Signal Integrity Framework
Evaluating Behavioral Systems for Decision-Grade Use.
The Required Standard
Decision-grade behavioral systems must demonstrate architectural rigor across distinct dimensions:
Decision-grade behavioral systems must demonstrate architectural rigor across distinct dimensions:
- Externally anchored behavioral signal models
- Longitudinal stability and repeatability
- Traceable, deterministic transformation logic
- Explicit coupling to high-stakes decisions
- Complete operator independence
- Closed-loop calibration with real-world outcomes
The Dimensions of Evaluation
1 Signal Definition
- Is there a real signal—or just interpretation?
- What behavioral variables are being captured?
- Are these signals observable and stable?
- Is the system extracting signal, or organizing narrative?
Breakdown Condition
The system cannot distinguish between described identity and measured behavior.
2 Signal Anchoring
- Is the signal grounded in reality—or floating internally?
- Is the model anchored to an external reference population?
- Are outputs absolute (distribution-based) or relative?

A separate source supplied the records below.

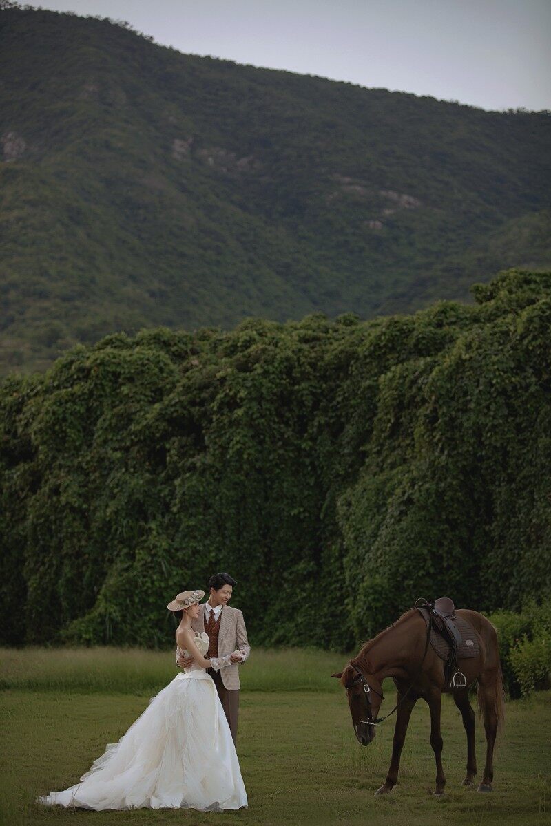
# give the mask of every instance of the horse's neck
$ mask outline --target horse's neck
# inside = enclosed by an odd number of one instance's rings
[[[407,619],[391,625],[374,640],[366,652],[369,672],[381,681],[387,676],[400,676],[407,662],[406,638],[411,638]]]

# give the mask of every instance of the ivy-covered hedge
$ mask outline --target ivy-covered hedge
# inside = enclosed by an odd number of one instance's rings
[[[521,611],[499,610],[497,629],[503,676],[513,697],[551,686],[551,598],[532,600]]]
[[[359,322],[143,330],[0,389],[2,641],[165,644],[230,571],[255,643],[551,584],[551,276]]]

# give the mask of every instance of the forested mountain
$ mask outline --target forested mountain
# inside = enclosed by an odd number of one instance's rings
[[[551,264],[546,113],[179,54],[0,12],[2,356],[322,311],[368,318]]]
[[[117,334],[7,377],[0,642],[163,646],[167,595],[220,569],[266,644],[549,596],[551,275],[475,297]]]

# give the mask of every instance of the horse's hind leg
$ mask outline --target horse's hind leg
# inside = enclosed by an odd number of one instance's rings
[[[461,712],[463,728],[467,734],[467,775],[462,785],[470,788],[474,786],[474,776],[477,773],[477,756],[474,743],[475,714],[469,702],[468,689],[456,689],[454,691],[454,702]]]
[[[484,718],[486,731],[486,764],[478,791],[492,791],[494,777],[493,754],[497,727],[503,718],[503,687],[501,670],[492,669],[478,679],[478,705]]]

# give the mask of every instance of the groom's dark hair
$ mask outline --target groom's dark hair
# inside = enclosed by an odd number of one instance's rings
[[[215,591],[220,591],[225,585],[230,585],[233,588],[237,582],[229,573],[215,573],[208,581],[208,590],[214,588]]]

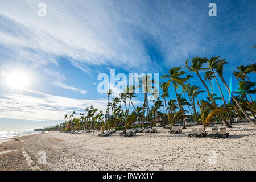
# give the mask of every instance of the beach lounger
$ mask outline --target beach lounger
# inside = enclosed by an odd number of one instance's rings
[[[164,126],[164,129],[170,129],[170,126]]]
[[[115,131],[115,129],[113,129],[113,130],[111,130],[110,131],[109,131],[109,132],[111,134],[112,134],[112,133],[115,133],[116,131]]]
[[[182,130],[181,130],[181,128],[176,128],[176,129],[172,128],[171,129],[171,131],[169,131],[168,132],[168,133],[170,133],[170,134],[176,134],[181,133],[182,133]]]
[[[218,134],[217,127],[213,127],[212,128],[212,132],[209,134],[209,137],[216,137],[217,134]]]
[[[220,127],[220,133],[217,134],[217,136],[219,138],[229,137],[229,133],[226,132],[226,127]]]
[[[143,131],[144,131],[143,129],[142,129],[141,130],[137,129],[135,131],[135,133],[142,133],[143,132]]]
[[[197,133],[197,128],[192,128],[191,130],[191,133],[188,134],[188,137],[194,136]]]
[[[150,129],[145,131],[145,133],[156,133],[158,131],[156,129]]]
[[[204,131],[203,127],[200,127],[198,129],[197,133],[195,134],[195,135],[197,137],[198,136],[208,136],[208,134],[207,134],[206,132]]]
[[[100,133],[98,135],[98,136],[109,136],[110,135],[111,135],[112,133],[109,132],[109,131],[106,131],[105,133]]]
[[[126,133],[123,135],[124,136],[132,136],[136,135],[136,133],[134,130]]]

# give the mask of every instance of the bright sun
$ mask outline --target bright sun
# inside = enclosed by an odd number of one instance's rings
[[[24,88],[30,82],[28,75],[24,72],[14,72],[6,76],[6,84],[14,89]]]

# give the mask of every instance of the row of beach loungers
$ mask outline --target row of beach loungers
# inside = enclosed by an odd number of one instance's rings
[[[189,133],[188,134],[188,137],[198,137],[205,136],[214,138],[229,137],[229,133],[228,132],[226,132],[226,127],[220,127],[219,131],[218,131],[217,127],[213,127],[212,128],[212,132],[209,134],[204,132],[204,129],[203,127],[201,127],[192,129],[191,133]]]
[[[110,135],[112,134],[115,133],[115,130],[113,129],[109,131],[106,131],[104,133],[100,133],[98,135],[98,136],[107,136]]]

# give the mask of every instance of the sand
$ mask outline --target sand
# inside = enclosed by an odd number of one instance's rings
[[[156,127],[156,133],[131,137],[119,136],[120,131],[105,137],[96,136],[98,132],[55,131],[19,137],[21,142],[0,143],[0,169],[255,170],[256,126],[233,126],[228,129],[230,137],[225,139],[188,138],[191,127],[172,135]],[[39,151],[46,153],[46,164],[38,163]],[[211,151],[216,154],[213,160]]]

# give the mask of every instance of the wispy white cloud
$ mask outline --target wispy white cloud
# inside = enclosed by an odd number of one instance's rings
[[[37,121],[62,121],[72,111],[83,112],[92,105],[105,111],[106,100],[80,100],[30,91],[28,94],[0,96],[1,118]],[[32,93],[33,96],[28,94]]]
[[[26,90],[22,94],[0,95],[0,118],[63,121],[65,114],[82,113],[91,105],[105,113],[107,102],[106,99],[75,99]],[[134,99],[133,103],[141,102]]]
[[[79,92],[79,93],[81,93],[82,94],[85,94],[87,93],[86,90],[81,90],[80,89],[76,88],[75,88],[73,86],[68,86],[66,84],[63,84],[63,83],[53,82],[53,84],[55,84],[55,85],[57,85],[58,86],[60,86],[61,88],[63,88],[65,89],[71,90],[74,91],[74,92]]]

- Does the signal persist across cohorts?
Breakdown Condition
Signal only exists inside the system that generated it.
3 Signal Stability
- Does the system produce consistent outputs?
- What is the test-retest variance?
- How sensitive is the system to input noise?
- Under what conditions does the signal drift?
Breakdown Condition
Outputs shift more than the underlying behavior.
4 Signal Traceability
- Can you follow the signal from input to output?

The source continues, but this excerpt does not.